Consider this kind of problem
$$ v_{tt} + \Delta v + v_{t} = 0, $$
with $ x\in R^{n}, t\geq 0 $ and initial data
\begin{equation} \left\lbrace \begin{array}{ll} v(x,0) = \phi(x) \\ v_{t}(x,0) = \psi(x) \end{array} \right. \end{equation}
I read that the solution can be written in this way:
$$ v(x,t) = K_1\ast \psi + K_2\ast \phi, $$
where $ K_1 $ and $ K_2 $ denote some kernels (as my notes said).
Could anyone explain me why the solution can be written in this way?

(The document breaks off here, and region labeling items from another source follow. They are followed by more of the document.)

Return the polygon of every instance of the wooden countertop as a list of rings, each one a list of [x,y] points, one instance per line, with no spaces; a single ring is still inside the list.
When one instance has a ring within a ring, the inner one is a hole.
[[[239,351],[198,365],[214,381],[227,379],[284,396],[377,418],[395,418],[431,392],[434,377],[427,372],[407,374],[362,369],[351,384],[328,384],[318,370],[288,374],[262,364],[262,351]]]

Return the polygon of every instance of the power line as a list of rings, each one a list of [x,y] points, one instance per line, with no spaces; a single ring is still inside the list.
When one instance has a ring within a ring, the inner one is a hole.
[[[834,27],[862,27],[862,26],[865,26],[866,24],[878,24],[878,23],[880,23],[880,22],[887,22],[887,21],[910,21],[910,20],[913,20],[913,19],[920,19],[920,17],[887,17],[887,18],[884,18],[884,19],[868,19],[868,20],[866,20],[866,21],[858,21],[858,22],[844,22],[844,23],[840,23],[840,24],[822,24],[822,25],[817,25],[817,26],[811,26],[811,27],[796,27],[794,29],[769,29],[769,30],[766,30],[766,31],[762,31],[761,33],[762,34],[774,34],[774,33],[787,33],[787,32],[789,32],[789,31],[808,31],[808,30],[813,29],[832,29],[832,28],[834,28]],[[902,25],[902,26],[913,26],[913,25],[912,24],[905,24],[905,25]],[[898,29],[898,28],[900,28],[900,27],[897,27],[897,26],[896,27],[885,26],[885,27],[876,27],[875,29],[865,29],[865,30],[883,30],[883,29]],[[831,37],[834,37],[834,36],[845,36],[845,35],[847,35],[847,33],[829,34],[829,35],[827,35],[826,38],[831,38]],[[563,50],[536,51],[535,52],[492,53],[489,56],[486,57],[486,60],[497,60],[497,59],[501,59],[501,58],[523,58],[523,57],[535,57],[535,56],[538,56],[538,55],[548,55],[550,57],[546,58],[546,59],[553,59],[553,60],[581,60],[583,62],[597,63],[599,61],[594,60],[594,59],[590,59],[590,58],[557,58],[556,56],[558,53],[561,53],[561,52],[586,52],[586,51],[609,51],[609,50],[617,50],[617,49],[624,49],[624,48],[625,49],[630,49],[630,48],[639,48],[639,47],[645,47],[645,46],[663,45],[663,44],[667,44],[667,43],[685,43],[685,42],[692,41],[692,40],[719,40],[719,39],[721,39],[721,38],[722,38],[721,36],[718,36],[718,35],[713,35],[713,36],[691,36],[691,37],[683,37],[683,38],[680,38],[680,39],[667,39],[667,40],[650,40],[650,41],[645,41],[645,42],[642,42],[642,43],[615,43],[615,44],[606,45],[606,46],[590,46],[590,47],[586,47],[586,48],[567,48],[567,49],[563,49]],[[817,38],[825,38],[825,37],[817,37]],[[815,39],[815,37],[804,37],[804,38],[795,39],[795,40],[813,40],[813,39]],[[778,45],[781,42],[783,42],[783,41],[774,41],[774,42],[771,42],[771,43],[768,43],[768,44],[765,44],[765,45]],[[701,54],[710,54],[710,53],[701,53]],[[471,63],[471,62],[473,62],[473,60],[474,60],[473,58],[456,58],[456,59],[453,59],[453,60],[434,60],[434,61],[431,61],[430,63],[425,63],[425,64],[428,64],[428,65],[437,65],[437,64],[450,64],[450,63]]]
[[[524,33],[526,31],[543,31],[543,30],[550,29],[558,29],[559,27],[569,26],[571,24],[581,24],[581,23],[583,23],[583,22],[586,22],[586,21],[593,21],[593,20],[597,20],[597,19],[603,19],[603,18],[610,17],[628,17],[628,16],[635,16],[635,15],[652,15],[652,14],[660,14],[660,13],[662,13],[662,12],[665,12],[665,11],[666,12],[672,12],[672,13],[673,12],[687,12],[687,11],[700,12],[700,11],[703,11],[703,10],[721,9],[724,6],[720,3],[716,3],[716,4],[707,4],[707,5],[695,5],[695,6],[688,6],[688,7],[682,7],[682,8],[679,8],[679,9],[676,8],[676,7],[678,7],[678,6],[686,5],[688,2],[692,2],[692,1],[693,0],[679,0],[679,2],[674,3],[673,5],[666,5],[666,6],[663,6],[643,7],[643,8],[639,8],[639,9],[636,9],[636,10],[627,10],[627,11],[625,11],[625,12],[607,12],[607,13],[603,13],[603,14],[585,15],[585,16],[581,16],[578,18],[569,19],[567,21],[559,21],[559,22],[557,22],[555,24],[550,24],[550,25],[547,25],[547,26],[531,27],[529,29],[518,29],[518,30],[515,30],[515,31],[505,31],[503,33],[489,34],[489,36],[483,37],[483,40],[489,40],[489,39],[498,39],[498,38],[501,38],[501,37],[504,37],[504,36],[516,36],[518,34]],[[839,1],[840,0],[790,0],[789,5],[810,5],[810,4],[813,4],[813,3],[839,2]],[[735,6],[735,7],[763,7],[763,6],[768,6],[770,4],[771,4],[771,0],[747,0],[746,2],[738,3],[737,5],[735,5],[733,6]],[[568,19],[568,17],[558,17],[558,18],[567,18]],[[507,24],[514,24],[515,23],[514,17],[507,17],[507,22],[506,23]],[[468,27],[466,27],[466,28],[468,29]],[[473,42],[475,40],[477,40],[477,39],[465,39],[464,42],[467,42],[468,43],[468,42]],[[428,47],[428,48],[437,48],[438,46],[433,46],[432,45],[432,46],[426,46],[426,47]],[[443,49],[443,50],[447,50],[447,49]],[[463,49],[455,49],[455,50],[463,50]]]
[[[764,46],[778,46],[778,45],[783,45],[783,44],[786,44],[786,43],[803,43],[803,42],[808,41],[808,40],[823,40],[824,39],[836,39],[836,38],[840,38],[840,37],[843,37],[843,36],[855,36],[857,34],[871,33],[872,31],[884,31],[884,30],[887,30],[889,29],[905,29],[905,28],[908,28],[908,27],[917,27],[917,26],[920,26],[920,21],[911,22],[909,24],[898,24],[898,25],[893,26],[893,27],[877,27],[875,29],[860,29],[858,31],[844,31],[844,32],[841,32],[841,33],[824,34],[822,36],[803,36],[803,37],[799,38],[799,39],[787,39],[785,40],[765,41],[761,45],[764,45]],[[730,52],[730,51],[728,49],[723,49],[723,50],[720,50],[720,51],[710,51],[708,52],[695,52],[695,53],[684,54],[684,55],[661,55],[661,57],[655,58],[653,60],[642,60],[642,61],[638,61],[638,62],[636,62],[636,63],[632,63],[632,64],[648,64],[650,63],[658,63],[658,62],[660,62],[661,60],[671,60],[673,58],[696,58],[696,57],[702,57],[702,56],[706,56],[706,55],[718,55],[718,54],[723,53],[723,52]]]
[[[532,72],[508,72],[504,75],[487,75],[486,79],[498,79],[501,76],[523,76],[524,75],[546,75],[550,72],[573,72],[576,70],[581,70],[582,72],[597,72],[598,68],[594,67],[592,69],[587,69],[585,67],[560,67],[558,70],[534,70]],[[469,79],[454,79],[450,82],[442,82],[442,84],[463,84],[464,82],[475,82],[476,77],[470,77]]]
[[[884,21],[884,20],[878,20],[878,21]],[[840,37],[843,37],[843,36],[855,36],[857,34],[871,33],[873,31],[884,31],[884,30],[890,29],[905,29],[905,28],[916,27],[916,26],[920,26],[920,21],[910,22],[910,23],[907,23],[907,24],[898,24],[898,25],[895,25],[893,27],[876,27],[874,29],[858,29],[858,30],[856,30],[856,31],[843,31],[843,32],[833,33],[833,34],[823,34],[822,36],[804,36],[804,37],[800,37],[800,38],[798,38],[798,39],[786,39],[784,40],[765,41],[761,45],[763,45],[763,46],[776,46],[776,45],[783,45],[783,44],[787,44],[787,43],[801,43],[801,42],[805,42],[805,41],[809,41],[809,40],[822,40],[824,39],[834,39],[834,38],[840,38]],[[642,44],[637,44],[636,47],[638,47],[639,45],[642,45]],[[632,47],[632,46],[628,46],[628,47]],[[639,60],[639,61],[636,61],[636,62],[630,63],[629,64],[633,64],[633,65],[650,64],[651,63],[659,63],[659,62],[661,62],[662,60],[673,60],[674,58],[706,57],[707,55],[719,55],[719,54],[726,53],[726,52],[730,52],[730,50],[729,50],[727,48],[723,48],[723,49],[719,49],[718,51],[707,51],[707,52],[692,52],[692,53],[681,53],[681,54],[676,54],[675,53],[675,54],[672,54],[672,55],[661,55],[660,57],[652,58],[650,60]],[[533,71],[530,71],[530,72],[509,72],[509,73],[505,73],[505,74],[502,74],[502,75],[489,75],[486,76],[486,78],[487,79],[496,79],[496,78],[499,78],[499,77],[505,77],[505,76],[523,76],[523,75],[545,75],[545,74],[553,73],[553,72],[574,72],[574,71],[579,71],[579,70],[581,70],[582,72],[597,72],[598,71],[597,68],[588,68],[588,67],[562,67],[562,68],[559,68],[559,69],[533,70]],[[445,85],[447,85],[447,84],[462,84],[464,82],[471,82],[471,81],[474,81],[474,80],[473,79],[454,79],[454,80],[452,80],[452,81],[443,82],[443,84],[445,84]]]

In a past question, @Yves Daoust explained to me that it is a consequence of the superposition principle and the fact that $ \delta $ is the unit of the convolution product, but it is still not clear for me.
Could anyone help me?
You need to take the Fourier transform, as @Mattos' comment suggests to you. Formally taking the spatial FT of the PDE, we get the ODE $$\hat{v}_{tt}(\xi,t)+\hat{v}_t(\xi,t)-|\xi|^2 \hat{v}(\xi,t)=0,$$ subject to the conditions $\hat{v}(\xi,0)=\hat{\phi}(\xi),$ and $\hat{v}_t(\xi,0) =\hat{\psi}(\xi).$ Solve this ODE to find $\hat{v}(\xi,t)$, then try to express the inverse transform using convolutions; this will give you your solution $v(x,t)$. I'll leave this for you to try out yourself.